Embora a transexual seja divorciada há anos, o cartório, localizado em Penápoles, recusou-se a realizar a retificação de seu nome na certidão de casamento, sob o argumento de que seria necessária a anuência expressa de sua ex-cônjuge, motivo pelo qual Camila (nome fictício) procurou a Defensoria.

Na ação, o Defensor Público Fábio Henrique Esposto sustentou que a negativa do cartório configura conduta abusiva e discriminatória. Em razão disso, foram ajuizadas duas ações, uma pela retificação de nome e gênero na certidão de casamento, e outra pleiteando indenização por danos morais infligidos a Camila.

O Defensor argumentou que “o provimento de n° 73/2018 do CNJ (Conselho Nacional de Justiça) determina em seu art. 8°, § 3°, que apenas em caso de existência de casamento é necessária a concordância do cônjuge para que haja modificação de nome e gênero na certidão de casamento”, mas que não era o caso, já que Camila está formalmente divorciada.

Na decisão, a Justiça considerou que as alterações pretendidas não criarão impedimentos ao ex-cônjuge, e que a sua recusa não pode impedir as averbações na certidão de casamento, uma vez que já alterados os demais documentos. Assim, julgou procedente o pedido e determinou a retificação do assento civil de casamento da requerente, passando a figurar seu nome do gênero feminino, declarando suprido o consentimento da ex-cônjuge. A demanda indenizatória está em tramitação, pendente de julgamento.

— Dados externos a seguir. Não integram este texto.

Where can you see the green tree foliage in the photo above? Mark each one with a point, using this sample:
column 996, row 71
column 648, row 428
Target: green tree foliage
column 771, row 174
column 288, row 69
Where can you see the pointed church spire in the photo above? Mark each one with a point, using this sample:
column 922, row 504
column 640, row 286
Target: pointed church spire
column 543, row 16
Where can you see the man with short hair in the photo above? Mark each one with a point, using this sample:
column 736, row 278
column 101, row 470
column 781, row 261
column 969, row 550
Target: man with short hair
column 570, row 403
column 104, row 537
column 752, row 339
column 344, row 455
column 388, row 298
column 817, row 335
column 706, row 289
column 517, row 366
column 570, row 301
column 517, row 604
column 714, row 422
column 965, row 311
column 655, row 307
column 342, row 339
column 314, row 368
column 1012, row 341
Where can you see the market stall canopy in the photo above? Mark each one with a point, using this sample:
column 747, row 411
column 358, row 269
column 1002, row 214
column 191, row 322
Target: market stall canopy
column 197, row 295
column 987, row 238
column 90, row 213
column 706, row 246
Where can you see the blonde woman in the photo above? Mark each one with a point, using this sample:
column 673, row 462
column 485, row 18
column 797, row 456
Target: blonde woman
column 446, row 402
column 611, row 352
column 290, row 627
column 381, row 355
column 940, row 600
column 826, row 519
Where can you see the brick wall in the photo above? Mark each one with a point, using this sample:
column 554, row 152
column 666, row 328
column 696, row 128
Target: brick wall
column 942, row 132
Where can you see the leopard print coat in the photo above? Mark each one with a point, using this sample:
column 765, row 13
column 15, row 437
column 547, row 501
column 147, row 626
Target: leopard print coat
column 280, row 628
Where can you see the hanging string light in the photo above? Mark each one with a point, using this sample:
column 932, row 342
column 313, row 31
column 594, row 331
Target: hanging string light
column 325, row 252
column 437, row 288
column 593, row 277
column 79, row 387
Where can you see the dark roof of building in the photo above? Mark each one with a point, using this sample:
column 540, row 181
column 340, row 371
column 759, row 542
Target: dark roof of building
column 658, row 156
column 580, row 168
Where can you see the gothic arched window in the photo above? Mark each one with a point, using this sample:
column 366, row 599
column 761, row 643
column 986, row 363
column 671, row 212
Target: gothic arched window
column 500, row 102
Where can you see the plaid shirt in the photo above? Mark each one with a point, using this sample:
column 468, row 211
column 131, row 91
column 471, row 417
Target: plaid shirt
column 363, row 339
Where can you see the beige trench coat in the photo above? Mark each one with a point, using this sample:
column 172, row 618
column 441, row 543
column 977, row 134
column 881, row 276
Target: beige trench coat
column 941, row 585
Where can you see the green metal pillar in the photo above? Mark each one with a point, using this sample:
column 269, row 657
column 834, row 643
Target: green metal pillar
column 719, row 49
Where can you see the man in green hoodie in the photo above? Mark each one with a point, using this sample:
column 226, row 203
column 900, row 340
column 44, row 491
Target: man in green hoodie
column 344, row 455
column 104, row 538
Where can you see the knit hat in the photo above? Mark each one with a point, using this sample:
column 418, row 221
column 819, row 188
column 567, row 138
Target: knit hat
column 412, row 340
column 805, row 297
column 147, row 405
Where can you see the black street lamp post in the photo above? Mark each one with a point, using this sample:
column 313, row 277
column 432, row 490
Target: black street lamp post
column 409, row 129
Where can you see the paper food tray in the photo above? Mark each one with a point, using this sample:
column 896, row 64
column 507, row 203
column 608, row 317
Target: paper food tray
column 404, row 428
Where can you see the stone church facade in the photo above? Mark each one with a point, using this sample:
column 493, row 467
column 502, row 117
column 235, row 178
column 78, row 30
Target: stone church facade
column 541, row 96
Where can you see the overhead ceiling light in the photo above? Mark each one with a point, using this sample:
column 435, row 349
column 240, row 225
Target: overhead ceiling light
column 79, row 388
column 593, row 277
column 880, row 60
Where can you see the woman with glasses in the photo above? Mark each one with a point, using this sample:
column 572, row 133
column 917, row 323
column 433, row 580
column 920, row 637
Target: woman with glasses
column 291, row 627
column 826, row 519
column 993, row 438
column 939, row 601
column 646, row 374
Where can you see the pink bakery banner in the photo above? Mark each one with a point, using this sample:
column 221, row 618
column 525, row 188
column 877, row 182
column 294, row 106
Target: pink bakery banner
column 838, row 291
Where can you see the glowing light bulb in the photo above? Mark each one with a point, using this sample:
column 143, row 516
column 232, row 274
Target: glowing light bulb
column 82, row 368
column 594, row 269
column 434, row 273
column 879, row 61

“Para mim, é muito importante esta decisão por dois motivos. Primeiro, porque se a gente não altera, fica um impasse jurídico por ter uma certidão em um nome e outra com outro. E segundo, pelo constrangimento que a gente passa em órgãos públicos por causa da confusão de nomes”, comentou Camila após a decisão ser proferida. “Me sinto realizada, é uma meta conquistada. Para a gente que é trans, é importante ser tratada com o nome e o gênero como a gente se reconhece”, comemorou Camila.